At this point we must ask, what about the US? Is Obama really defeated, some even said humiliated? Has the US policy been defeated by the duo Putin/Lavrov? In reality as said there is more than that.
Obama/Kerry Played a Dangerous but Ingenious Strategy
The duo Obama/Kerry, while on one side genuinely condemned the chemical attack actively promoting a strong response, were at the same time well aware of the dangers of a military intervention. Without UN backing, with public opinion still opposed to any other military adventure, NATO allies unsure or still loyal to a UN intervention and especially by the strong Russian reaction they were forced to change their strategy. The Americans, acting as any other Democratic administration, took their time, tried at first to seek a strong alliance that suddenly crumbled in front of the reality of a war with many obscure scenarios rather than secure victory. They had to resist the hawks in the US military establishment pushing for war and the usual arrogance of UK/France acting as they were still leaving in colonial time. In this we may spot not a weakness, but a sapient strategy that the duo Obama/Kerry has played: on one side the put clearly the military strike on the table, on the other rush the Russian to take a position. In other words, by resisting internal pressure for military intervention, they sought to make Russian position untenable in the long term, and pushing them to come out with a solution or show their absence of strategy. This was a risky game as leaving the hot issue in Russian hands could have well ended with their inability to offer a way out, then leaving at the same time the US without any other cards to play other than a military intervention. So, a question arises, were Putin and Lavrov the only masterminds behind this system restore or there was also a convergent US action?

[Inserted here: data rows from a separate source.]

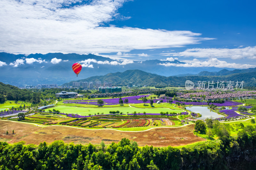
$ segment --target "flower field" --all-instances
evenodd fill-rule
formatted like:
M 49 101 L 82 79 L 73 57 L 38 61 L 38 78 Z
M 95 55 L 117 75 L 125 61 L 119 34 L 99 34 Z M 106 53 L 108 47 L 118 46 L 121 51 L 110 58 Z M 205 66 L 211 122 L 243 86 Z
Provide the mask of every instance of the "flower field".
M 187 114 L 184 112 L 183 114 Z M 139 115 L 139 114 L 138 114 Z M 172 126 L 173 121 L 178 119 L 176 115 L 160 114 L 142 114 L 141 115 L 108 114 L 91 116 L 67 114 L 46 112 L 26 113 L 25 119 L 19 119 L 11 115 L 2 118 L 13 121 L 42 124 L 44 125 L 59 124 L 85 128 L 132 128 L 146 126 Z
M 248 115 L 248 116 L 252 116 L 253 115 L 254 115 L 254 114 L 253 113 L 251 113 L 248 112 L 240 112 L 240 113 L 241 114 L 243 114 L 243 115 Z
M 244 117 L 245 116 L 238 114 L 234 110 L 232 110 L 232 109 L 222 110 L 220 110 L 219 112 L 226 115 L 228 116 L 225 117 L 222 117 L 221 118 L 218 118 L 217 119 L 216 119 L 216 120 L 219 120 L 228 119 L 231 118 L 236 119 L 238 118 L 239 117 Z

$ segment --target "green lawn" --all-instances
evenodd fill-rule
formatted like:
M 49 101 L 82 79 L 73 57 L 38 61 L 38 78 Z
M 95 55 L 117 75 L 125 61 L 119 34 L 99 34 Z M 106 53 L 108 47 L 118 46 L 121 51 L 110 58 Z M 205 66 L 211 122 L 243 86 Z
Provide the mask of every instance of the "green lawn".
M 100 108 L 85 108 L 81 107 L 68 107 L 64 106 L 58 106 L 54 107 L 52 107 L 50 109 L 45 109 L 45 111 L 47 111 L 49 109 L 52 110 L 53 108 L 59 110 L 61 112 L 64 112 L 65 113 L 78 114 L 82 115 L 88 115 L 89 114 L 94 115 L 95 113 L 96 114 L 98 113 L 100 113 L 102 112 L 104 114 L 109 114 L 109 111 L 116 111 L 119 110 L 120 112 L 122 112 L 124 114 L 126 114 L 127 112 L 129 113 L 132 113 L 136 111 L 137 113 L 139 112 L 143 113 L 145 112 L 147 113 L 159 113 L 161 112 L 170 112 L 172 110 L 172 112 L 175 111 L 178 113 L 182 112 L 182 110 L 171 110 L 169 109 L 166 108 L 136 108 L 131 107 L 100 107 Z
M 183 119 L 184 119 L 185 118 L 189 117 L 190 116 L 190 115 L 180 115 L 180 116 L 178 116 L 178 118 L 180 119 L 180 120 L 182 120 Z
M 87 105 L 84 104 L 77 104 L 76 103 L 68 103 L 65 104 L 62 102 L 58 102 L 57 106 L 76 106 L 77 107 L 95 107 L 95 108 L 101 108 L 101 107 L 129 107 L 129 104 L 125 104 L 124 103 L 122 105 L 118 104 L 115 105 L 103 105 L 100 107 L 98 106 L 97 105 Z
M 149 103 L 146 103 L 144 105 L 143 103 L 138 103 L 137 104 L 131 104 L 130 106 L 135 107 L 139 107 L 140 108 L 161 108 L 166 107 L 169 108 L 173 110 L 182 110 L 182 109 L 175 107 L 174 106 L 175 104 L 170 104 L 168 103 L 161 103 L 158 104 L 154 103 L 153 106 L 151 106 Z
M 17 103 L 15 103 L 15 101 L 12 100 L 7 100 L 5 101 L 4 103 L 0 104 L 0 110 L 4 110 L 5 109 L 10 108 L 12 107 L 19 107 L 21 105 L 22 106 L 23 106 L 24 104 L 26 106 L 27 106 L 28 103 L 27 102 L 22 101 L 18 101 Z

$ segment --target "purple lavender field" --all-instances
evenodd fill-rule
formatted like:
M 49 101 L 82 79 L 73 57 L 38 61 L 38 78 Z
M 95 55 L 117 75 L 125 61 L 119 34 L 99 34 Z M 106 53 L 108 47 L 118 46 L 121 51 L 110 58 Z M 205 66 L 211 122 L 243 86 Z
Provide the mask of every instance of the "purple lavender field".
M 243 115 L 241 115 L 238 114 L 238 113 L 236 112 L 234 110 L 232 110 L 232 109 L 229 109 L 229 110 L 220 110 L 220 112 L 221 113 L 223 113 L 227 115 L 228 116 L 227 117 L 222 117 L 221 118 L 218 118 L 217 119 L 216 119 L 216 120 L 220 120 L 222 119 L 227 119 L 233 118 L 234 119 L 236 119 L 236 118 L 237 118 L 239 116 L 243 116 Z
M 19 113 L 26 112 L 26 111 L 20 111 L 20 110 L 10 110 L 7 112 L 0 112 L 0 116 L 4 116 L 7 115 L 18 115 Z
M 148 97 L 149 95 L 141 95 L 134 96 L 129 96 L 128 97 L 124 97 L 121 98 L 123 101 L 127 99 L 128 100 L 128 103 L 129 104 L 138 104 L 143 103 L 143 102 L 141 100 L 139 100 L 140 98 Z M 158 99 L 152 99 L 154 101 L 154 103 L 156 103 L 156 101 L 159 100 L 162 100 L 163 102 L 167 102 L 168 100 L 172 98 L 164 97 L 164 99 L 162 98 L 160 98 Z M 119 98 L 114 98 L 113 99 L 102 99 L 104 101 L 103 104 L 106 105 L 117 105 L 119 104 Z M 63 101 L 64 103 L 76 103 L 78 104 L 89 104 L 89 105 L 97 105 L 97 100 L 64 100 Z M 205 102 L 185 102 L 184 101 L 178 101 L 173 100 L 172 101 L 172 103 L 175 104 L 176 102 L 179 102 L 180 103 L 184 103 L 186 105 L 192 105 L 193 106 L 201 106 L 204 105 L 207 105 L 207 103 Z M 145 102 L 146 103 L 149 103 L 150 102 L 150 100 L 148 100 L 148 101 Z M 225 101 L 223 103 L 210 103 L 209 104 L 211 105 L 213 104 L 217 106 L 218 107 L 222 106 L 237 106 L 243 104 L 242 103 L 235 102 L 231 101 Z

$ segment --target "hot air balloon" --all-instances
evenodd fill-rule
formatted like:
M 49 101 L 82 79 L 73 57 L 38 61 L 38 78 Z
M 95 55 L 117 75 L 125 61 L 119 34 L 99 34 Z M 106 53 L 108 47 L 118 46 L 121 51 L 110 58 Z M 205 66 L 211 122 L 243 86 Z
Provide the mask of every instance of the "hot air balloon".
M 72 66 L 72 69 L 75 73 L 76 74 L 76 77 L 82 69 L 82 66 L 79 63 L 75 63 Z

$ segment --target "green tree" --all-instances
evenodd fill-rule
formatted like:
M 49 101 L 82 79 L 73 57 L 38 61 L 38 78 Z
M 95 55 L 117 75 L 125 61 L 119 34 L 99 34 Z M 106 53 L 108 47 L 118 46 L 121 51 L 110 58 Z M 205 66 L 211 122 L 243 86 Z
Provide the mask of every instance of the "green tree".
M 207 127 L 209 128 L 212 128 L 213 124 L 212 124 L 212 119 L 209 119 L 207 118 L 205 120 Z
M 159 170 L 159 168 L 154 164 L 153 160 L 151 160 L 151 161 L 150 161 L 150 164 L 147 165 L 147 167 L 149 170 Z
M 198 120 L 196 122 L 194 128 L 195 130 L 200 133 L 204 133 L 206 132 L 206 124 L 203 121 Z
M 127 103 L 128 103 L 128 102 L 129 102 L 129 101 L 128 101 L 128 99 L 127 99 L 127 98 L 126 98 L 126 99 L 124 99 L 124 103 L 126 103 L 126 104 L 127 104 Z
M 144 105 L 145 105 L 145 103 L 147 102 L 147 101 L 148 101 L 148 99 L 146 98 L 146 97 L 144 97 L 142 98 L 142 101 L 143 101 L 143 102 L 144 103 Z
M 97 101 L 97 103 L 99 106 L 101 106 L 104 103 L 103 101 L 101 99 L 99 99 Z
M 106 145 L 105 144 L 105 143 L 104 143 L 104 141 L 103 140 L 101 141 L 101 142 L 100 143 L 100 146 L 101 147 L 101 149 L 102 151 L 104 151 L 105 147 L 106 146 Z
M 206 132 L 206 134 L 209 138 L 212 138 L 214 136 L 214 134 L 211 129 L 209 129 Z
M 256 111 L 256 106 L 253 106 L 252 107 L 252 108 L 251 109 L 251 110 L 253 112 Z
M 18 118 L 20 120 L 24 120 L 25 119 L 25 114 L 24 113 L 20 113 L 18 114 Z
M 153 105 L 153 103 L 154 103 L 154 101 L 153 101 L 153 100 L 150 100 L 150 105 L 151 106 L 152 106 Z

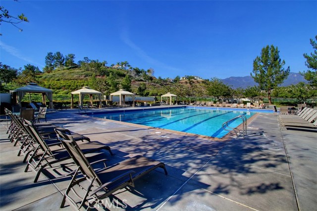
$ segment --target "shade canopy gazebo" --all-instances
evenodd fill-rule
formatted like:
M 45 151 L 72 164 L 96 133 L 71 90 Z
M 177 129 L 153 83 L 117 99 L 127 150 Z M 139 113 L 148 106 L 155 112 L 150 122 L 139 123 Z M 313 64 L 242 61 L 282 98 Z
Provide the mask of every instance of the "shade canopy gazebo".
M 122 106 L 122 102 L 124 102 L 124 98 L 125 96 L 128 95 L 131 96 L 132 97 L 132 106 L 134 107 L 134 94 L 133 93 L 130 92 L 129 91 L 126 91 L 124 89 L 119 89 L 119 91 L 116 91 L 115 92 L 111 93 L 110 94 L 110 100 L 112 101 L 112 96 L 113 95 L 119 95 L 120 101 L 119 101 L 119 105 L 120 107 Z
M 175 95 L 175 94 L 171 94 L 170 92 L 167 92 L 167 93 L 162 95 L 160 96 L 160 101 L 162 101 L 163 100 L 163 97 L 169 97 L 169 105 L 172 105 L 172 98 L 173 97 L 175 97 L 176 98 L 176 101 L 177 101 L 177 95 Z
M 74 94 L 79 94 L 79 104 L 83 106 L 84 105 L 84 98 L 85 98 L 85 94 L 89 94 L 89 97 L 90 99 L 90 102 L 91 104 L 93 104 L 93 95 L 96 94 L 98 96 L 98 98 L 99 99 L 99 108 L 102 107 L 101 104 L 101 100 L 102 100 L 102 93 L 98 91 L 96 91 L 96 90 L 94 90 L 92 88 L 90 88 L 90 87 L 88 86 L 84 86 L 82 88 L 80 89 L 76 90 L 76 91 L 74 91 L 71 92 L 71 98 L 70 98 L 70 107 L 71 108 L 74 108 Z
M 42 93 L 42 103 L 46 106 L 46 96 L 50 101 L 49 107 L 53 108 L 53 91 L 44 87 L 40 86 L 36 83 L 29 83 L 25 86 L 20 87 L 11 91 L 13 94 L 13 98 L 19 106 L 21 107 L 21 101 L 26 92 Z

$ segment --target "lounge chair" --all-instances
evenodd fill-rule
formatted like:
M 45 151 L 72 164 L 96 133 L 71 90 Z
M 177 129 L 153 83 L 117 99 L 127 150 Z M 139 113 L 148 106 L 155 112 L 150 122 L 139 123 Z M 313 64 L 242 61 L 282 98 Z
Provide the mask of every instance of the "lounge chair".
M 46 121 L 46 111 L 47 108 L 46 107 L 41 107 L 40 108 L 40 110 L 39 111 L 39 113 L 36 115 L 36 121 L 38 123 L 40 123 L 40 119 L 44 119 L 45 120 L 45 122 L 47 122 Z
M 128 186 L 134 187 L 136 179 L 158 168 L 163 169 L 167 174 L 163 163 L 140 155 L 95 171 L 71 135 L 61 132 L 59 135 L 65 148 L 78 166 L 65 191 L 60 208 L 63 208 L 67 201 L 76 210 L 79 210 L 86 203 L 89 204 L 89 208 L 92 208 L 95 203 L 102 203 L 102 199 L 116 190 Z M 85 192 L 83 195 L 78 193 L 81 190 Z M 74 199 L 72 197 L 74 194 L 69 194 L 70 192 L 75 193 L 76 196 L 84 196 Z M 81 201 L 77 204 L 76 200 L 78 199 Z
M 34 109 L 34 111 L 38 111 L 39 110 L 39 108 L 38 108 L 38 107 L 36 107 L 36 106 L 34 104 L 34 103 L 30 103 L 30 105 L 31 106 L 32 108 Z
M 232 103 L 232 104 L 231 104 L 231 107 L 232 107 L 232 108 L 236 108 L 237 107 L 237 103 Z
M 316 129 L 317 129 L 317 120 L 315 120 L 313 123 L 284 123 L 281 127 L 281 129 L 284 128 L 306 128 Z M 314 130 L 317 132 L 317 130 Z
M 280 123 L 307 122 L 312 123 L 317 118 L 317 110 L 313 109 L 310 110 L 311 111 L 303 113 L 301 115 L 293 116 L 293 118 L 283 118 L 283 116 L 280 116 L 279 121 Z
M 34 179 L 34 182 L 36 182 L 40 174 L 47 166 L 51 166 L 52 164 L 69 159 L 70 157 L 67 152 L 62 148 L 51 149 L 44 140 L 43 137 L 40 135 L 37 128 L 33 126 L 32 123 L 27 120 L 25 121 L 25 122 L 30 134 L 38 145 L 35 152 L 28 160 L 25 171 L 27 172 L 29 167 L 31 167 L 35 171 L 37 170 L 37 173 Z M 56 129 L 56 131 L 58 130 Z M 56 143 L 54 146 L 57 144 L 60 144 L 60 143 Z M 79 144 L 79 146 L 85 154 L 106 150 L 111 155 L 113 155 L 110 147 L 98 141 L 83 143 Z
M 34 109 L 21 109 L 20 111 L 20 117 L 26 120 L 33 121 L 34 120 Z

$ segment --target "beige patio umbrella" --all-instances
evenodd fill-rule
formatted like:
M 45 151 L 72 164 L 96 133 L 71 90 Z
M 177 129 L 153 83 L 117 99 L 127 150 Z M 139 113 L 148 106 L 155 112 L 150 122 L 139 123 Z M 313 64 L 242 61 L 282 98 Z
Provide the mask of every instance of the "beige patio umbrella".
M 70 98 L 70 107 L 74 108 L 74 94 L 79 95 L 79 104 L 81 106 L 84 105 L 84 98 L 85 94 L 89 94 L 90 98 L 90 102 L 93 104 L 93 95 L 96 94 L 98 96 L 99 99 L 99 108 L 102 108 L 101 100 L 102 93 L 98 91 L 90 88 L 89 86 L 84 86 L 80 89 L 76 90 L 71 92 L 71 97 Z
M 120 98 L 119 105 L 120 107 L 122 106 L 122 101 L 124 102 L 124 97 L 125 96 L 128 95 L 132 97 L 132 101 L 133 101 L 132 106 L 134 107 L 134 95 L 133 93 L 126 91 L 124 89 L 119 89 L 119 91 L 110 94 L 110 100 L 112 101 L 112 96 L 119 95 Z
M 170 92 L 167 92 L 167 93 L 162 95 L 160 96 L 160 101 L 162 100 L 163 97 L 169 97 L 169 105 L 172 105 L 172 98 L 173 97 L 175 97 L 176 98 L 176 101 L 177 101 L 177 95 L 175 95 L 175 94 L 171 94 Z

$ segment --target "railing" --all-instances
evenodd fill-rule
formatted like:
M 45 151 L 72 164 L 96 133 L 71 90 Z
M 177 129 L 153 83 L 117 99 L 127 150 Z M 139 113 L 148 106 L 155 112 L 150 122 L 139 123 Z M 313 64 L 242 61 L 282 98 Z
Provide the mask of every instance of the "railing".
M 231 119 L 230 120 L 228 120 L 226 122 L 225 122 L 222 124 L 222 128 L 227 131 L 229 131 L 230 132 L 234 132 L 236 133 L 236 135 L 238 137 L 238 135 L 240 135 L 241 132 L 239 129 L 237 127 L 232 127 L 228 126 L 228 123 L 233 121 L 233 120 L 241 119 L 242 120 L 242 129 L 243 131 L 242 132 L 242 136 L 244 138 L 245 135 L 247 135 L 247 118 L 244 115 L 239 115 L 237 117 L 236 117 L 234 118 Z

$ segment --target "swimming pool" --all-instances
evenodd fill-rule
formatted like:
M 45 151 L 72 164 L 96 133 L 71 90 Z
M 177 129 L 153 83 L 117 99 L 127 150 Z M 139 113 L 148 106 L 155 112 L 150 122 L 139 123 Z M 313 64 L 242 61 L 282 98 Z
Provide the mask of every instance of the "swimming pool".
M 247 119 L 256 114 L 247 110 L 204 109 L 182 107 L 163 109 L 145 109 L 89 114 L 100 118 L 168 129 L 199 135 L 221 138 L 229 131 L 222 127 L 222 124 L 237 116 Z M 235 127 L 242 123 L 241 119 L 230 122 L 228 125 Z

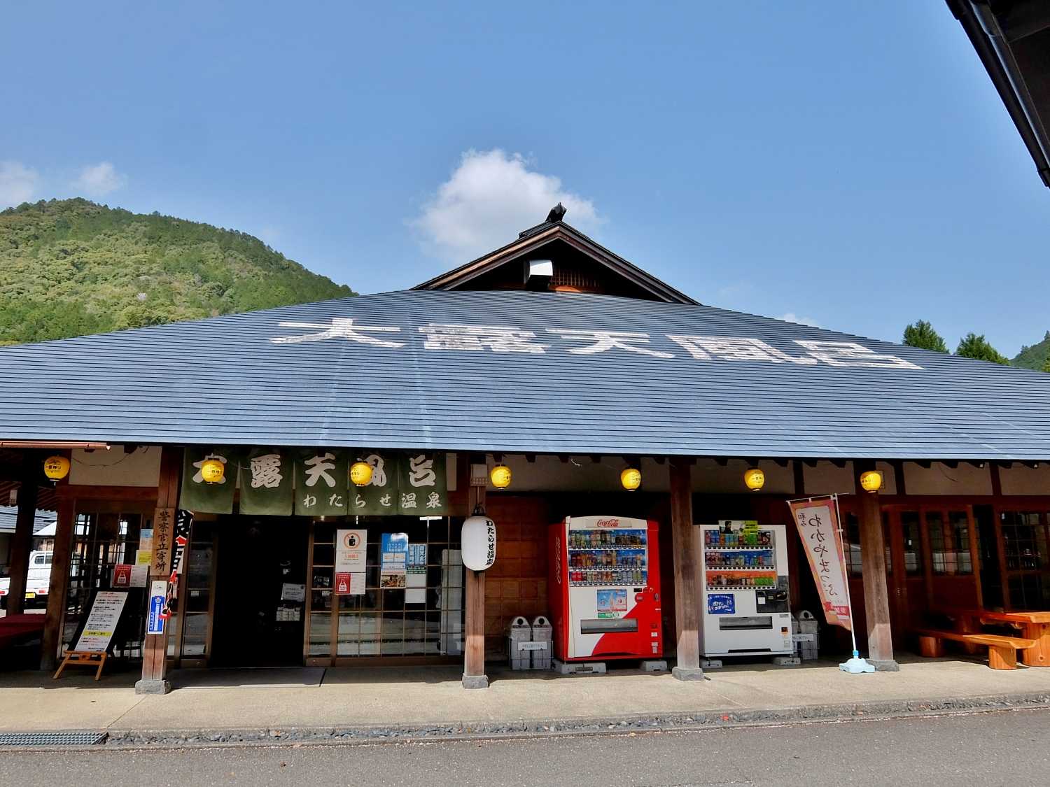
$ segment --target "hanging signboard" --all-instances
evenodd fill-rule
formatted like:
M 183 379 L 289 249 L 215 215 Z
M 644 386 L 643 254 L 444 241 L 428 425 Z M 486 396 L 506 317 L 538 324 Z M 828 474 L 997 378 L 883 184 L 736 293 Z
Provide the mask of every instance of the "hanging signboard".
M 240 467 L 240 513 L 291 516 L 294 474 L 287 451 L 251 449 Z
M 410 544 L 405 563 L 406 604 L 426 603 L 426 545 Z
M 217 460 L 226 470 L 222 480 L 209 484 L 201 474 L 207 460 Z M 233 492 L 237 486 L 237 458 L 231 449 L 188 446 L 183 459 L 183 485 L 178 505 L 190 511 L 209 514 L 233 513 Z
M 130 588 L 131 587 L 131 569 L 134 567 L 130 563 L 118 563 L 113 567 L 113 581 L 111 582 L 113 588 Z
M 445 454 L 406 453 L 398 462 L 398 510 L 402 515 L 448 513 Z
M 406 533 L 383 533 L 380 550 L 379 587 L 388 590 L 404 588 L 408 556 Z
M 171 568 L 171 553 L 175 540 L 175 509 L 158 508 L 153 513 L 153 559 L 149 573 L 167 577 Z
M 337 596 L 364 593 L 368 530 L 335 531 L 335 593 Z M 360 579 L 355 577 L 360 575 Z
M 99 591 L 94 603 L 87 614 L 84 630 L 80 633 L 75 651 L 83 653 L 105 653 L 113 639 L 117 624 L 128 594 L 124 591 Z
M 398 459 L 394 451 L 361 449 L 355 452 L 355 462 L 372 466 L 372 481 L 363 487 L 355 486 L 353 513 L 360 516 L 385 516 L 399 511 Z
M 817 580 L 824 619 L 850 631 L 848 580 L 835 498 L 791 501 L 788 506 Z
M 177 586 L 178 575 L 183 573 L 185 565 L 186 547 L 190 543 L 190 531 L 193 529 L 193 513 L 184 508 L 175 512 L 175 538 L 174 549 L 171 553 L 171 576 L 168 581 Z
M 340 516 L 350 510 L 346 451 L 318 448 L 300 451 L 295 459 L 295 514 Z

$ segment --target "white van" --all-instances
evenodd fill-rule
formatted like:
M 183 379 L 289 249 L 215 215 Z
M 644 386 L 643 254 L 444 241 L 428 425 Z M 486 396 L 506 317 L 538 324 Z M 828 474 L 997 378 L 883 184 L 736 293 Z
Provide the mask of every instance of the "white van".
M 29 575 L 25 582 L 25 605 L 47 605 L 47 588 L 51 582 L 51 552 L 29 553 Z M 0 577 L 0 608 L 7 609 L 10 577 Z

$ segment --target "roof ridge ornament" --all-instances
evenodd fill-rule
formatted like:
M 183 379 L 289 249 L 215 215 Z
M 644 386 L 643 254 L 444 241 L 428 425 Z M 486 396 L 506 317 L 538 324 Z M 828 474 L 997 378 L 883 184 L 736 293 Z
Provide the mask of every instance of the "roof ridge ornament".
M 551 208 L 550 213 L 547 214 L 547 222 L 552 224 L 554 221 L 561 221 L 562 219 L 565 218 L 566 213 L 568 213 L 568 210 L 565 208 L 564 205 L 559 203 L 553 208 Z

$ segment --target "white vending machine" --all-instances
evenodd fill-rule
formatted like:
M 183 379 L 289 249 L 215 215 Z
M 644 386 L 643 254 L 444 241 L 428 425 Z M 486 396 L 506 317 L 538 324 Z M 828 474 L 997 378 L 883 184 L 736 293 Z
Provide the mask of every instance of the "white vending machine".
M 794 653 L 783 525 L 704 525 L 704 653 Z

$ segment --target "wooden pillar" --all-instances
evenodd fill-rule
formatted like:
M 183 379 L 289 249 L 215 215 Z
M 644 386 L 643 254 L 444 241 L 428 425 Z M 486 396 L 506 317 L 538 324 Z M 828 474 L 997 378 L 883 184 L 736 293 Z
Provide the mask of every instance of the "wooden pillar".
M 885 539 L 882 533 L 882 508 L 878 492 L 864 492 L 860 474 L 875 470 L 875 462 L 855 462 L 854 482 L 859 490 L 858 519 L 860 524 L 861 573 L 864 577 L 864 615 L 867 619 L 867 659 L 875 668 L 897 672 L 894 660 L 892 630 L 889 624 L 889 592 L 886 587 Z M 904 567 L 899 568 L 900 571 Z
M 51 578 L 47 584 L 47 614 L 44 616 L 44 634 L 40 645 L 40 668 L 45 672 L 55 669 L 58 664 L 59 648 L 62 646 L 62 625 L 65 619 L 66 593 L 69 590 L 69 559 L 72 556 L 77 501 L 71 496 L 60 496 L 58 514 L 55 526 L 55 550 L 51 554 Z
M 466 475 L 469 478 L 469 464 Z M 467 493 L 468 516 L 478 505 L 482 508 L 485 506 L 485 487 L 471 486 Z M 499 560 L 499 540 L 496 554 L 496 559 Z M 488 676 L 485 675 L 485 572 L 470 569 L 464 571 L 466 614 L 463 621 L 463 688 L 488 688 Z
M 156 484 L 156 512 L 153 515 L 153 561 L 149 570 L 149 583 L 167 579 L 171 571 L 171 552 L 174 548 L 175 510 L 178 506 L 178 480 L 183 464 L 181 448 L 165 446 L 161 452 L 161 475 Z M 158 547 L 167 544 L 168 549 Z M 149 588 L 147 588 L 147 591 Z M 148 596 L 147 596 L 148 598 Z M 148 625 L 148 615 L 146 624 Z M 142 679 L 134 684 L 135 694 L 167 694 L 171 683 L 167 679 L 168 635 L 171 621 L 165 621 L 163 634 L 143 633 Z
M 18 516 L 15 522 L 15 538 L 10 545 L 8 615 L 19 615 L 25 609 L 25 586 L 29 576 L 29 553 L 33 551 L 33 525 L 37 518 L 37 492 L 35 478 L 23 481 L 18 488 Z
M 704 629 L 700 618 L 699 528 L 693 525 L 693 464 L 673 459 L 671 473 L 671 547 L 674 552 L 674 622 L 677 664 L 671 674 L 678 680 L 702 680 L 700 654 Z

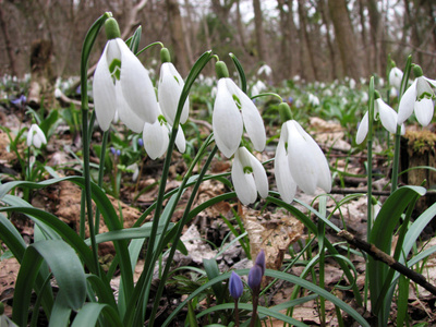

The vote at the UNSC, with all members is favour of the plan, hailed as a triumph of diplomacy signalled most likely the starting point were the two powers will cooperate, openly or secretly, to restore a mutual control to guarantee stability in some areas of the world. Nevertheless, we need to remember that if this is a system restore to a Cold War configuration, the interests on the table still remain the same: political and national pride, security and influence. The problem with this vision is that countries and people will be once again seen by Washington and the Kremlin as checkers in a chessboard, and where often the outcome of their actions will not result in welfare for the population. At the same time it is undeniable that this could avoid major military confrontations, keep down tones and avoid “adventures”, and although small skirmishes and contained conflicts will still happen, this will be part of a strategy to weaken and challenge the adversary. If the above policy is under way, then the spectacular and, for many, unexpected Iranian availability to discuss with the US its nuclear programme could be the result of a strategy expected in Washington and Moscow.